Three years after a disastrous launch, the MNsure state health care exchange’s IT system (METS) remains so dysfunctional that county officials still struggling to implement it openly question whether the system should be scrapped.

“The whole operability of the public program side is a complete, unmitigated disaster,” said Dakota County Commissioner Mary Liz Holberg.

“After a while you just get numb,” said Pennington County Commissioner Darryl Tveitbakk. “…The administration of it has been a disaster.”

“It’s been three years of incremental improvements, temporary fixes and manual work-arounds for public healthcare programs,” Hennepin County Board Chair Jan Callison told Gov. Mark Dayton in a letter.paul-bunyan

Counties were told MNsure’s new online “METS” eligibility determination system would make their job of enrolling record numbers of Minnesotans into the system easier.

But the Minnesota Eligibility and Technology System (METS) has been plagued with chronic software problems that make eligibility workers nostalgic for the 1980s mainframe system being replaced.

“We never know from case to case in which situations we can load information and everything will work correctly or shut things down and reload everything from scratch,” said Kathleen Herring, Financial Assistance Supervisor for Pennington County Human Services.

The Minnesota Association of Counties estimates it costs property taxpayers $27 million a year to keep the wheels on what some view as a fatally flawed system.  In Olmsted County, for example, commissioners blame MNsure-related staff expenses for $800,000 of a pending 2.5 percent levy rate hike.

“We really need to look at the hidden cost of administering METS and the consequence to the taxpayer. We are in the midst of working on our truth in taxation hearings and our county budgets and all over the state counties are adding staff,” Olmsted County Commissioner Shelia Kiscaden told a MNsure Legislative Oversight Committee this week.

An estimated 249 employees have been added to county payrolls in 2016 due to the system’s continuing lack of functionality and a federal mandate to transfer 280,000 individuals from the state’s old computer system into MNsure.

“The new MNsure system has posed a number of serious challenges that have caused a staggering amount of extra work for our staff and a frustrated customer base that we can offer little assistance to,” said Susan Rynda, Le Sueur County Human Services Director, in a service agreement document filed with the Minnesota Department of Human Services.

Even simple data entry can turn into a time-consuming chore. Staff say the system’s software lacks the logic to automate some functions, forcing eligibility workers to often close down cases and reload them into METS.

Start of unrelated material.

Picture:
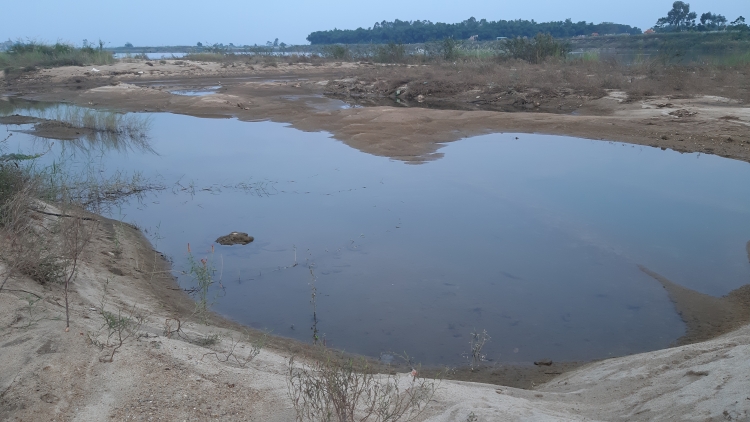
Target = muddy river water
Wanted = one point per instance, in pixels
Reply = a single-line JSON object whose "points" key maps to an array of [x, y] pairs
{"points": [[536, 239]]}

“If instead writing out the word ‘road’ you put in ‘rd’, it will kick it out. It’s just godawful,” Dakota County Commissioner Holberg said. “There’s no private sector company that would pay a penny for what the government’s been paying for.”

While entering a new address for a client takes about a minute on the state’s mainframe system, the process consumes about eight minutes for each individual in a household on METS, according to Olmsted County Director of Family Support and Assistance Heidi Welsch.

“I use that as an example to describe the fact that the software just wasn’t designed to do the kind of case management functions that we need. That’s one of many things that are more complicated when we do them in METS. Some things are easier but most things are more complicated,” Welsch said. State IT experts claim a fix is on the way.

Even seemingly routine data transfers can backfire. In late September the Minnesota Department of Human Services acknowledged that a data mismatch has forced 45,000 Minnesotans to scramble to reapply in order to keep their state health exchange coverage.

“It comes down to the fact that MNsure has not been functioning the way it was promised to function. The website itself is years away from being functional in any way, shape or form and the state says to the counties, ‘you figure it out,’” said Rep. Sarah Anderson, R-Plymouth, Chair of the House State Government Finance Committee. Anderson authored a bill to reimburse counties for cost overruns due to the system’s inefficiencies.

“I am disheartened. The system does not meet our needs,” said Kathleen Herring, Financial Assistance Supervisor for Pennington County Human Services. “And as Minnesotans, we know better, we have experience doing better, and we need to do better for the Minnesotans we serve.”